The new minister for home affairs, Tony Burke, has confirmed he is looking at ways to allow Palestinians who fled to Australia to stay longer, saying no country should send people back to Gaza right now.
Burke said it was understandable that the government used visitor visas as its first response to the crisis, but acknowledged action was needed because the visas were expiring and the Israeli offensive was continuing.
“Certainly no country in the world would send people back to Gaza at the moment … so we have to work through what happens as the visas that people are currently on expire,” Burke told Sky News on Sunday.
“You’ve got lots of people who have experienced serious trauma, they’ve suffered great loss of family and friends with the killings that have occurred over there, and they’re also in a situation where for many of them the homes where they used to live are now rubble.”
The Palestinian community, refugee advocacy groups and the Greens are urging Burke to offer those fleeing Gaza a special humanitarian pathway like those offered to Afghans in 2021 and Ukrainians in 2022.
The Nine newspapers reported that a special visa pathway would be created for Palestinians, but Burke declined to reveal the details on Sunday on the basis that the government had yet to make the decision.
Burke, a veteran Labor frontbencher who was appointed to the combined portfolio of home affairs and immigration last week, said he was committed to security checks for visa applicants.
He said he would not put any other issue ahead of community safety.
But the Coalition’s defence spokesperson, Andrew Hastie, said the idea “looks quite reflexive from the government, it looks hurried”.
Hastie said Burke and some of his Labor colleagues in western Sydney were “under immense pressure” over the government’s response to the war in Gaza.
“He could have a pro-Gaza independent run against him and so I think this is where this has come from,” Hastie told Sky News.
“I think it’s right for the Australian people to have transparency and accountability on this issue. And we want to see as much detail as possible. We don’t want to see hurried visas issued out of political expediency.”
Hastie said it was “very important” that the opposition leader, Peter Dutton, had travelled to Israel last week to “affirm our important bilateral relationship”.

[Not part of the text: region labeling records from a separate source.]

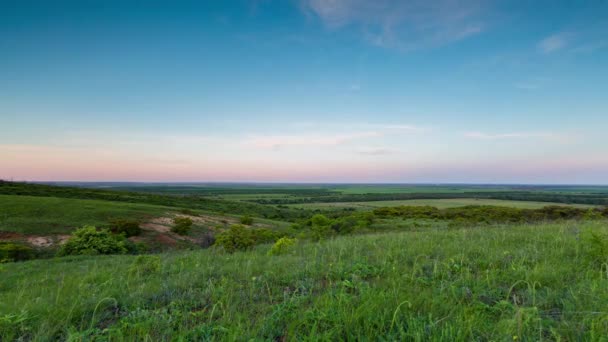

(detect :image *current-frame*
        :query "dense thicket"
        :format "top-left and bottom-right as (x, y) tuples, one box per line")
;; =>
(248, 191), (608, 205)
(373, 206), (608, 223)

When asked directly whether there was “any aspect of the way the Netanyahu administration has conducted this war that makes you uncomfortable”, Hastie refrained from any specific criticism of the Israeli government.
Hastie said war was “very, very messy” and no one wanted to see deaths of civilians “on both sides”.
“No one wants to see the death of innocents and that’s why this tragedy could have been avoided if Hamas had not raised the sword on October 7 in the first place,” Hastie said.
At least 39,550 Palestinians have been killed during the Israeli military offensive on Gaza since 7 October, the Gaza health ministry said in a statement on Saturday.
The offensive was launched in response to the Hamas-led attack on Israel on 7 October in which about 1,200 people were killed.
In newly published comments, the federal Labor minister Ed Husic said Australia “should be open to” levelling sanctions against the Israeli government, including its prime minister, Benjamin Netanyahu.
Husic told the Sunday Telegraph the Israeli prime minister would “need to be held to account for the conduct of the conflict”.
“The tenor in the campaign is set from above,” the minister for industry and science told the paper in an extended interview.
“People will have to be held to account for the scale of that killing.”
Husic added that he was firm in the need to hold Hamas to account for its actions, including killing and hostage-taking.
“I’ve always put myself in the shoes of Israeli parents who can never see their kids again after what Hamas did,” he told the Sunday Telegraph.
“But equally, I don’t think Palestinian mums and dads and particularly kids should cop the brunt of the retribution.”
The foreign minister, Penny Wong, has repeatedly said Australia is “not a central player in the Middle East”, but is using its “respected voice” to push for peace.
Burke, when asked about Husic’s calls for sanctions on Sunday, said he believed the most important priorities were “to make sure that we get an immediate ceasefire, that civilians are protected, that the dire humanitarian crisis is dealt with, and that international humanitarian law [is] be kept to and respected”.